Step 2: Prepare Data
Create a txt file “weather.txt” by following the following format:
@relation weather @attribute outlook {sunny, overcast, rainy} @attribute temperature numeric @attribute humidity numeric @attribute windy {TRUE, FALSE} @attribute play {yes, no} @data sunny,85,85,FALSE,no sunny,80,90,TRUE,no overcast,83,86,FALSE,yes rainy,70,96,FALSE,yes rainy,68,80,FALSE,yes rainy,65,70,TRUE,no overcast,64,65,TRUE,yes sunny,72,95,FALSE,no sunny,69,70,FALSE,yes rainy,75,80,FALSE,yes sunny,75,70,TRUE,yes overcast,72,90,TRUE,yes overcast,81,75,FALSE,yes rainy,71,91,TRUE,no
This dataset is from weka download package.
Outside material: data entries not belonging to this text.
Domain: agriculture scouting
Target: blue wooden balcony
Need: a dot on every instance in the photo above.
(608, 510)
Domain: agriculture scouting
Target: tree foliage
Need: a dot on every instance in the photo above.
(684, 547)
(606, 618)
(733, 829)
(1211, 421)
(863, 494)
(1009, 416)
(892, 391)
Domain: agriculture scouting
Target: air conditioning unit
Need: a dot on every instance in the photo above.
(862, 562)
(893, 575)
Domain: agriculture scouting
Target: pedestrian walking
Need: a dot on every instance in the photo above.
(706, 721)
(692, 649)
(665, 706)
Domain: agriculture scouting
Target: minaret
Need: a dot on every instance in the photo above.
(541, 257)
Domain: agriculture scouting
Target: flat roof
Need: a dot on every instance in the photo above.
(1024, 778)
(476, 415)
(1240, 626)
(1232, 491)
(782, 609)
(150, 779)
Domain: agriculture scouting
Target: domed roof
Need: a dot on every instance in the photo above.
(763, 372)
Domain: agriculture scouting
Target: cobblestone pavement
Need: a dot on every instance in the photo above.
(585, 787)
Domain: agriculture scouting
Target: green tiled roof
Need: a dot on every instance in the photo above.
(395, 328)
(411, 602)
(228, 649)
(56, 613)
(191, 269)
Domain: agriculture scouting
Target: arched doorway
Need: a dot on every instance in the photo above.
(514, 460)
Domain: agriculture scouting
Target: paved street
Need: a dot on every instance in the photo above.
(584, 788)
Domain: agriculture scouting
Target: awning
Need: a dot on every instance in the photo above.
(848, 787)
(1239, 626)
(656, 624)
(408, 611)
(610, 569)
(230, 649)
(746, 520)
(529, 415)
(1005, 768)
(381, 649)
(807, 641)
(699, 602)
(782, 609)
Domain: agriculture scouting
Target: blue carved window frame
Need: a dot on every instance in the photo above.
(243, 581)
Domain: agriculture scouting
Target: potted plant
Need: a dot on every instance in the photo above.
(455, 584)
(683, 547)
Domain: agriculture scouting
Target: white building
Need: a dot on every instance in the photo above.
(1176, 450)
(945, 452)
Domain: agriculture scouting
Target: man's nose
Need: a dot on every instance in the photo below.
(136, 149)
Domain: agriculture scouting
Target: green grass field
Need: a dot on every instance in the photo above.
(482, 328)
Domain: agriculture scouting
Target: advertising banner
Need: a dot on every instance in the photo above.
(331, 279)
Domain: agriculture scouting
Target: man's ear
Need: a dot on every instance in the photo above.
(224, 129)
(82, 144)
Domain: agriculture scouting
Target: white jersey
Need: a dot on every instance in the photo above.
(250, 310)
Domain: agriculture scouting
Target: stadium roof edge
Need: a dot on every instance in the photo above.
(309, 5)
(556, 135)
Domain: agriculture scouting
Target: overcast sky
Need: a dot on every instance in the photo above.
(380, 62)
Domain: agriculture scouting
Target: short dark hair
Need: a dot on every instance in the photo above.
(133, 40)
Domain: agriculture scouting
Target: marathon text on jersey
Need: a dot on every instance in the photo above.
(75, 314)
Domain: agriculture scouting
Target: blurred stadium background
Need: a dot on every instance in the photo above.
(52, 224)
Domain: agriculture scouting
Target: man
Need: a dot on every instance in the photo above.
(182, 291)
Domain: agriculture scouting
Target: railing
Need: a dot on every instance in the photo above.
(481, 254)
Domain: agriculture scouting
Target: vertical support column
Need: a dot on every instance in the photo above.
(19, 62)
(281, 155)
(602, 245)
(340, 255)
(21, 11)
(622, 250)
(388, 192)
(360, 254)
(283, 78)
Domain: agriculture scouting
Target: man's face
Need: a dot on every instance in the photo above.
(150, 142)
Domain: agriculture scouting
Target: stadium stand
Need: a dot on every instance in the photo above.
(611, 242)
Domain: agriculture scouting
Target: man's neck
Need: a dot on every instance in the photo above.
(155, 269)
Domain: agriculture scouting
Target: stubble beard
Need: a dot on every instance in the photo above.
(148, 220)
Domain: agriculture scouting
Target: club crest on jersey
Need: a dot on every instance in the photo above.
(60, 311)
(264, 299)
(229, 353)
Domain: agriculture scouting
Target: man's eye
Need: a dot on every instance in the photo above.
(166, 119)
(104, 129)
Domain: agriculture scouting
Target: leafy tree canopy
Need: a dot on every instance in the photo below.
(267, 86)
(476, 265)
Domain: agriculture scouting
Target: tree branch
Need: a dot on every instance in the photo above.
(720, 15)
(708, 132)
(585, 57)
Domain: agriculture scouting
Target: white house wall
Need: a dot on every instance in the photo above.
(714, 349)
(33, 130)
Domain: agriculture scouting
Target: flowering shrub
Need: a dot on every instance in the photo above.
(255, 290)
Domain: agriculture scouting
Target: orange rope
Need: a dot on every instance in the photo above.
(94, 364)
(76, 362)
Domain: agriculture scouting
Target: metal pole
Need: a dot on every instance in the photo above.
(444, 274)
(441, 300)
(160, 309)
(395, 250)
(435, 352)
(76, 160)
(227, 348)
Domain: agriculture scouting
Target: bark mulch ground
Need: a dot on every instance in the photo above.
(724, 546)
It is located at “/data/weather.numeric.arff”. The file extension name is “arff”, but we can simply use “txt”.
Step 3: Training and Testing by Using Weka
This code example use a set of classifiers provided by Weka. It trains model on the given dataset and test by using 10-split cross validation. I will explain each classifier later as it is a more complicated topic.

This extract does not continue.